- From: Ilya Basin <basinilya@gmail.com>
- Date: Sun, 25 Jul 2010 17:17:28 +0400
- To: Ilya Basin <basinilya@gmail.com>
- CC: html-tidy@w3.org
IB> some background. I want to convert any html doc to a valid xml (small
IB> losses during conversion are acceptable)

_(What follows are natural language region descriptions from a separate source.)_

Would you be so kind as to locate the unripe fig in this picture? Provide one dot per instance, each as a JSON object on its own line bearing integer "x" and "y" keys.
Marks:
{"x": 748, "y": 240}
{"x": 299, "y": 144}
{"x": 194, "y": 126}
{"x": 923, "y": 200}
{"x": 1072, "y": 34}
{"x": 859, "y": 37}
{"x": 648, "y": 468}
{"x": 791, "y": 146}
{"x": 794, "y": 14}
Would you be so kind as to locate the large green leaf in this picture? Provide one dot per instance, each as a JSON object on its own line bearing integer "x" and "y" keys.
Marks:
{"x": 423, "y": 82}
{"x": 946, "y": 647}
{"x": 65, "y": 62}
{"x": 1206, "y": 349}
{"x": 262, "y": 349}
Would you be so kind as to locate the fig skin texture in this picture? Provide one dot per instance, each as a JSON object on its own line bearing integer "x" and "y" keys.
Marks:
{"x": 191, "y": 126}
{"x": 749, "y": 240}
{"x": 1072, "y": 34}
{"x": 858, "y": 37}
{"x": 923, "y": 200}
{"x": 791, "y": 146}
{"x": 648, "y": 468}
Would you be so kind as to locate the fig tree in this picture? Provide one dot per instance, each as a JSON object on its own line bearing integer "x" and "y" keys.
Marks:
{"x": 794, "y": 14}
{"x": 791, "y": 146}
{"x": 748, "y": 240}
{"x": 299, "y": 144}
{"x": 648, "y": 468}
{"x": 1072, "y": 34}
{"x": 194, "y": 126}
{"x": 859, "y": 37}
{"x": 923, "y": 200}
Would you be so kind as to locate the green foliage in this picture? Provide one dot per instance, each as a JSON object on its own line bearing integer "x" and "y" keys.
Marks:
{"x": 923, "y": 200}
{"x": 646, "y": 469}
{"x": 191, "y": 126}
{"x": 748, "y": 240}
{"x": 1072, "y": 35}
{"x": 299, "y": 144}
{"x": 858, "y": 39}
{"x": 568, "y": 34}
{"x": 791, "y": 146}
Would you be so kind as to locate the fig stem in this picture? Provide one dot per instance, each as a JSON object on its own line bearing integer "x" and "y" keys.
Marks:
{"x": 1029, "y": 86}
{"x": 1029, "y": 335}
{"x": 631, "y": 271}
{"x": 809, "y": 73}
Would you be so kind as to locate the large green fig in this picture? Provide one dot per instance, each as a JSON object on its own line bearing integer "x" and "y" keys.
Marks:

IB> Then I plan to use XPath to extract portions of the document and
IB> finally convert them back to html.
IB> I don't want to care about encoding (in worst case I plan to extract
IB> the charset from http response or from the 'meta' tag when I already
IB> have the xml and put it to the resulting html)
IB> I use tidy options:
IB> --output-xml yes # to obtain xml
IB> --input-encoding raw --output-encoding raw # so tidy won't try to
IB> # convert national chars
IB> # to '&***;' sequences
IB> I cap the produced xml document with the following string:
IB> <?xml version="1.0" encoding="ascii"?>
IB> in case that the XML parser (now it's just Firefox) has utf-8 by
IB> default.
IB> *********************************************************************
IB> Now the problem rises: The first complex html I downloaded contained
IB> '—'. And even though I use 'raw' encoding, tidy converts —
IB> to char '0x14' and prints:
IB> Warning: replacing invalid numeric character reference 151
IB> As the result, firefox prints the following:
IB> XML Parsing Error: not well-formed
IB> Location: file:///.snapshots/persist/builds/sgml/vs/tes3.xml
IB> Line Number 8, Column 22:
IB> <body>bad character: </body>
IB> ---------------------^
IB> script :
IB> (
IB> echo '<?xml version="1.0" encoding="ascii"?>'
IB> cat test.html | tidy --force-output yes --output-xml yes --input-encoding raw --output-encoding raw
IB> ) >tes3.xml
IB> test.html :
IB> <html>
IB> <body>
IB> bad character: —
IB> </body>
IB> </html>
proposed patch (preserve-all-numeric-entities.patch). waiting for
comments.
--- tidy.old/src/lexer.c 2008-03-23 00:06:55.000000000 +0300
+++ tidy.new/src/lexer.c 2010-07-25 17:08:28.000000000 +0400
@@ -900,7 +900,7 @@
/* deal with unrecognized or invalid entities */
/* #433012 - fix by Randy Waki 17 Feb 01 */
/* report invalid NCR's - Terry Teague 01 Sep 01 */
- if ( !found || (ch >= 128 && ch <= 159) || (ch >= 256 && c != ';') )
+ if ( !found || (!preserveEntities && ((ch >= 128 && ch <= 159) || (ch >= 256 && c != ';'))) )
{
/* set error position just before offending character */
SetLexerLocus( doc, lexer );
--
Received on Monday, 26 July 2010 03:10:30 UTC